Fake It To Make It: Virtual Multiviews to Enhance Monocular Indoor Semantic Scene Completion
Anith Selvakumar, Manasa Bharadwaj
TL;DR
This work tackles monocular indoor Semantic Scene Completion (SSC), addressing depth, scale, and occlusion ambiguities that arise when inferring a 3D semantic occupancy map from a single RGB image. GenFuSE introduces a Virtual Multiview Generation and Fusion framework that employs scene-constrained virtual cameras and a Multiview Fusion Adaptor (MVFA) to fuse predictions from multiple synthetic views into a unified 3D occupancy map $P \in \mathbb{R}^{C \times H \times W \times D}$. The MVFA embeds per-view predictions into an $E$-dimensional space, augments them with Spatial and View Position Encodings, and processes them with a Transformer to achieve global context fusion. On NYUv2, GenFuSE yields IoU gains up to $2.8\%$ for Scene Completion and $4.9\%$ for Semantic Scene Completion when paired with existing SSC networks, and reveals a Novelty-Consistency tradeoff that guides the design of synthesized views for robust 3D completion.
Abstract
Monocular Indoor Semantic Scene Completion (SSC) aims to reconstruct a 3D semantic occupancy map from a single RGB image of an indoor scene, inferring spatial layout and object categories from 2D image cues. The challenge of this task arises from the depth, scale, and shape ambiguities that emerge when transforming a 2D image into 3D space, particularly within the complex and often heavily occluded environments of indoor scenes.
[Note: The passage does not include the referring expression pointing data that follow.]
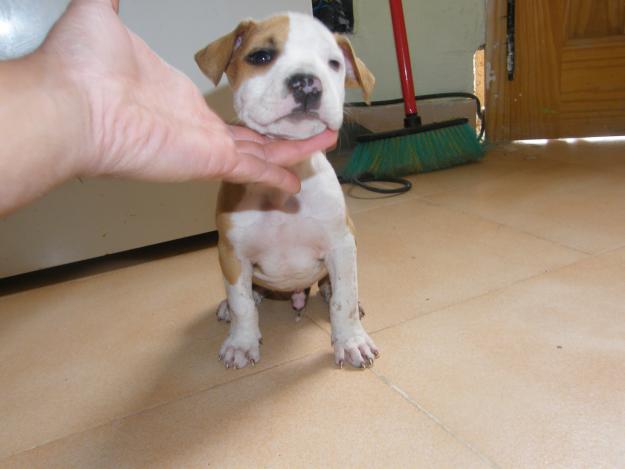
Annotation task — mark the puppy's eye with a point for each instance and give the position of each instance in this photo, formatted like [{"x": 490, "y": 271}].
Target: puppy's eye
[{"x": 260, "y": 57}]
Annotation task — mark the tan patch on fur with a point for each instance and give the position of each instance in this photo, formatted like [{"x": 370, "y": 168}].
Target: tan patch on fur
[
  {"x": 350, "y": 224},
  {"x": 363, "y": 78},
  {"x": 227, "y": 54},
  {"x": 230, "y": 195}
]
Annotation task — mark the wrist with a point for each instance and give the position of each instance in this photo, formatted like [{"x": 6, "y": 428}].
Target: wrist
[
  {"x": 43, "y": 136},
  {"x": 64, "y": 112}
]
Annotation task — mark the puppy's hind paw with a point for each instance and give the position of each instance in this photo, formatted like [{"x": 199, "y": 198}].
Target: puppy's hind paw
[
  {"x": 238, "y": 353},
  {"x": 357, "y": 350}
]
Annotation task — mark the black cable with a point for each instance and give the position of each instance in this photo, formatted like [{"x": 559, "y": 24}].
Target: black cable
[{"x": 405, "y": 185}]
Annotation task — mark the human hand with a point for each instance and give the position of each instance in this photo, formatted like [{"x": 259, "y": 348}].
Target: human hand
[{"x": 141, "y": 118}]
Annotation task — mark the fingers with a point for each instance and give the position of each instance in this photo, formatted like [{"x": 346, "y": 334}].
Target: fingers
[
  {"x": 113, "y": 3},
  {"x": 245, "y": 134},
  {"x": 249, "y": 168},
  {"x": 290, "y": 152}
]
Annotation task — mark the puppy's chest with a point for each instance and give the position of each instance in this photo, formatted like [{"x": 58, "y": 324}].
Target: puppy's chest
[{"x": 306, "y": 222}]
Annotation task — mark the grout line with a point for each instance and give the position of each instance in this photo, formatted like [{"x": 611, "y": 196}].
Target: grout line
[
  {"x": 455, "y": 209},
  {"x": 484, "y": 294},
  {"x": 433, "y": 418},
  {"x": 174, "y": 400}
]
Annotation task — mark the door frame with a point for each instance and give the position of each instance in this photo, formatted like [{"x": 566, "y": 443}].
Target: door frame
[{"x": 498, "y": 90}]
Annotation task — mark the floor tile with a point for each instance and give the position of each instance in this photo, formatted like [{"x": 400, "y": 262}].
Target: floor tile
[
  {"x": 531, "y": 376},
  {"x": 414, "y": 258},
  {"x": 571, "y": 204},
  {"x": 78, "y": 354},
  {"x": 304, "y": 414}
]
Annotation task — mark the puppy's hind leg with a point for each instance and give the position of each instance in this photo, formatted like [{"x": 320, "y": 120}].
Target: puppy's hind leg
[{"x": 325, "y": 289}]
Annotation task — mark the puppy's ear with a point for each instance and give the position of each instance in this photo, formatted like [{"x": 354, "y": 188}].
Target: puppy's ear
[
  {"x": 356, "y": 74},
  {"x": 214, "y": 59}
]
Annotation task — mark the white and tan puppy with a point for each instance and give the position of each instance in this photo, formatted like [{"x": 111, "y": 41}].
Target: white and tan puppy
[{"x": 288, "y": 74}]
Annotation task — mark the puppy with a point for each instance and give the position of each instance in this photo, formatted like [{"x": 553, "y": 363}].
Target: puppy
[{"x": 288, "y": 74}]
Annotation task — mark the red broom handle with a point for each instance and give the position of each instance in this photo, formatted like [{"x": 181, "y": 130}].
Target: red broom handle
[{"x": 403, "y": 56}]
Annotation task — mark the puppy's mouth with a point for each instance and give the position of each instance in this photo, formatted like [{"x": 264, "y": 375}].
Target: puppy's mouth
[{"x": 296, "y": 116}]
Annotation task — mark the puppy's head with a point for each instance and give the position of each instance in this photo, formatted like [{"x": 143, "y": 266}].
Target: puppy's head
[{"x": 288, "y": 74}]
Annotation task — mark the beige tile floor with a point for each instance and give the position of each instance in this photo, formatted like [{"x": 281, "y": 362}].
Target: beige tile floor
[{"x": 496, "y": 292}]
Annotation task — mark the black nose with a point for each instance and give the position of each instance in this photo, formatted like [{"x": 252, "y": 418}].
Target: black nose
[{"x": 306, "y": 90}]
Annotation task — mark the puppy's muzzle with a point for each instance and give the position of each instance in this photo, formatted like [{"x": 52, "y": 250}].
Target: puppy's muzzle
[{"x": 306, "y": 90}]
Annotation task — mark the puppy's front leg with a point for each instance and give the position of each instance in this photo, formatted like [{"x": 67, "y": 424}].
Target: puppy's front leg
[
  {"x": 243, "y": 343},
  {"x": 351, "y": 342}
]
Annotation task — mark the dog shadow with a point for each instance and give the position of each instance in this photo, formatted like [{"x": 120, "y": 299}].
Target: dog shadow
[{"x": 191, "y": 378}]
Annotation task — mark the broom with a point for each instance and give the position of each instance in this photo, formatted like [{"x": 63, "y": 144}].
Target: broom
[{"x": 416, "y": 147}]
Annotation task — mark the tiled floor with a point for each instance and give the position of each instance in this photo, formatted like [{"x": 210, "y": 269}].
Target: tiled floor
[{"x": 496, "y": 292}]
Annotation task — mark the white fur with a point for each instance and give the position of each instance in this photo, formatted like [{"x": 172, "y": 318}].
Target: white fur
[{"x": 300, "y": 238}]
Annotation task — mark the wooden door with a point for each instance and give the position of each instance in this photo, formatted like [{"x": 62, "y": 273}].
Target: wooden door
[{"x": 569, "y": 74}]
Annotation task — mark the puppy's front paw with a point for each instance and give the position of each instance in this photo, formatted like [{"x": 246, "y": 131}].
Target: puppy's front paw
[
  {"x": 223, "y": 312},
  {"x": 357, "y": 349},
  {"x": 238, "y": 351}
]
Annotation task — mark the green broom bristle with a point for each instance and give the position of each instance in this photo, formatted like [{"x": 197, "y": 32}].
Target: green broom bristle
[{"x": 415, "y": 153}]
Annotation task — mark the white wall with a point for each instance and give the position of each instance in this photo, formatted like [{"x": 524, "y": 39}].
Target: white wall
[
  {"x": 80, "y": 220},
  {"x": 176, "y": 30},
  {"x": 443, "y": 36}
]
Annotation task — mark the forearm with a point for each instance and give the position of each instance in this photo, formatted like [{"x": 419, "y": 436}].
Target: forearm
[{"x": 40, "y": 128}]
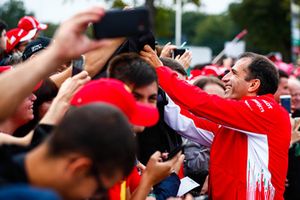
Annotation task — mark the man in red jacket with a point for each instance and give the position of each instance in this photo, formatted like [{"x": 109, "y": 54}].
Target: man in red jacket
[{"x": 249, "y": 153}]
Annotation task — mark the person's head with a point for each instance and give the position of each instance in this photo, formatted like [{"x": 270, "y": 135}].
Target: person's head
[
  {"x": 30, "y": 24},
  {"x": 24, "y": 112},
  {"x": 3, "y": 28},
  {"x": 283, "y": 88},
  {"x": 35, "y": 46},
  {"x": 175, "y": 66},
  {"x": 135, "y": 72},
  {"x": 211, "y": 85},
  {"x": 16, "y": 40},
  {"x": 294, "y": 87},
  {"x": 116, "y": 93},
  {"x": 92, "y": 148},
  {"x": 251, "y": 75}
]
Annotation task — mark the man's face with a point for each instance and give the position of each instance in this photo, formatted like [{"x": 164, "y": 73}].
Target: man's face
[
  {"x": 295, "y": 95},
  {"x": 283, "y": 89},
  {"x": 236, "y": 86},
  {"x": 3, "y": 40},
  {"x": 146, "y": 95},
  {"x": 212, "y": 88},
  {"x": 78, "y": 181}
]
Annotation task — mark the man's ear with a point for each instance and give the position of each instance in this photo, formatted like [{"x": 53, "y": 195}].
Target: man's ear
[{"x": 254, "y": 86}]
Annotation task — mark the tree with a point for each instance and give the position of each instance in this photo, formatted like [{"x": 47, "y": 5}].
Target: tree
[
  {"x": 268, "y": 25},
  {"x": 152, "y": 9},
  {"x": 213, "y": 31},
  {"x": 11, "y": 11}
]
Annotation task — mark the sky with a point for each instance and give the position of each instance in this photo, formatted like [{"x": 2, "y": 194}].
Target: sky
[{"x": 59, "y": 10}]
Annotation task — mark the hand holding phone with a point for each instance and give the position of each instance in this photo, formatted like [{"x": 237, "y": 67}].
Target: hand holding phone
[
  {"x": 77, "y": 65},
  {"x": 175, "y": 151},
  {"x": 177, "y": 52},
  {"x": 285, "y": 101}
]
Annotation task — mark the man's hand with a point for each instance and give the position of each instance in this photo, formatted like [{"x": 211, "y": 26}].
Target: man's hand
[
  {"x": 150, "y": 56},
  {"x": 97, "y": 58},
  {"x": 61, "y": 102},
  {"x": 156, "y": 170},
  {"x": 166, "y": 51},
  {"x": 185, "y": 59},
  {"x": 70, "y": 40}
]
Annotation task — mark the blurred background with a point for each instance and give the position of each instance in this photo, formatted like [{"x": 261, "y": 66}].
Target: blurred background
[{"x": 206, "y": 25}]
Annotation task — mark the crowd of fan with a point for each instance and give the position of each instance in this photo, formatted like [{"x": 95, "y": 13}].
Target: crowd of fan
[{"x": 105, "y": 132}]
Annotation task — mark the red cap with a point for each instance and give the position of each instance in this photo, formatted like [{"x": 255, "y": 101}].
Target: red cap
[
  {"x": 16, "y": 35},
  {"x": 29, "y": 23},
  {"x": 114, "y": 92},
  {"x": 5, "y": 68}
]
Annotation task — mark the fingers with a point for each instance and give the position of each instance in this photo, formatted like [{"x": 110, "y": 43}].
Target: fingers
[{"x": 156, "y": 156}]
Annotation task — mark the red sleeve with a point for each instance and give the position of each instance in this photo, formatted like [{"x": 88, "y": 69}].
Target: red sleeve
[
  {"x": 253, "y": 115},
  {"x": 133, "y": 180}
]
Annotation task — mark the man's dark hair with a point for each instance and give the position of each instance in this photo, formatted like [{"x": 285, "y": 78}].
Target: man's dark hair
[
  {"x": 282, "y": 74},
  {"x": 263, "y": 69},
  {"x": 174, "y": 65},
  {"x": 132, "y": 70},
  {"x": 100, "y": 132},
  {"x": 203, "y": 81},
  {"x": 3, "y": 26}
]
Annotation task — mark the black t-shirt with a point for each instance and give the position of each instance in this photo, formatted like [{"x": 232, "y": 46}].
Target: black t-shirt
[
  {"x": 12, "y": 168},
  {"x": 159, "y": 137}
]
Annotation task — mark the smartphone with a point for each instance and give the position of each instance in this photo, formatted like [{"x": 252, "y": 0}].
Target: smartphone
[
  {"x": 77, "y": 65},
  {"x": 285, "y": 101},
  {"x": 122, "y": 23},
  {"x": 177, "y": 52},
  {"x": 175, "y": 151}
]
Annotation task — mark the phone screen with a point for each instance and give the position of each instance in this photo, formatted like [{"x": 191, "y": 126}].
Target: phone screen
[
  {"x": 175, "y": 151},
  {"x": 77, "y": 65},
  {"x": 122, "y": 23},
  {"x": 285, "y": 101}
]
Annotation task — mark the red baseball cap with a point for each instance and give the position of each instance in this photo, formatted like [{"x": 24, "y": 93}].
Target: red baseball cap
[
  {"x": 29, "y": 23},
  {"x": 16, "y": 35},
  {"x": 115, "y": 92}
]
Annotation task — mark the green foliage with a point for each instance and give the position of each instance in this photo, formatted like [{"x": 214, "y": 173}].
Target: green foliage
[
  {"x": 268, "y": 25},
  {"x": 164, "y": 23},
  {"x": 11, "y": 11},
  {"x": 213, "y": 31}
]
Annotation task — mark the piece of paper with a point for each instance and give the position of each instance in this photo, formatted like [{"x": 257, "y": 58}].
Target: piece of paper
[{"x": 186, "y": 185}]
Current SSC methods often struggle with these ambiguities, resulting in distorted or missing object representations. To overcome these limitations, we introduce an innovative approach that leverages novel view synthesis and multiview fusion. Specifically, we demonstrate how virtual cameras can be placed around the scene to emulate multiview inputs that enhance contextual scene information. We also introduce a Multiview Fusion Adaptor (MVFA) to effectively combine the multiview 3D scene predictions into a unified 3D semantic occupancy map. Finally, we identify and study the inherent limitation of generative techniques when applied to SSC, specifically the Novelty-Consistency tradeoff. Our system, GenFuSE, demonstrates IoU score improvements of up to 2.8% for Scene Completion and 4.9% for Semantic Scene Completion when integrated with existing SSC networks on the NYUv2 dataset. This work introduces GenFuSE as a standard framework for advancing monocular SSC with synthesized inputs.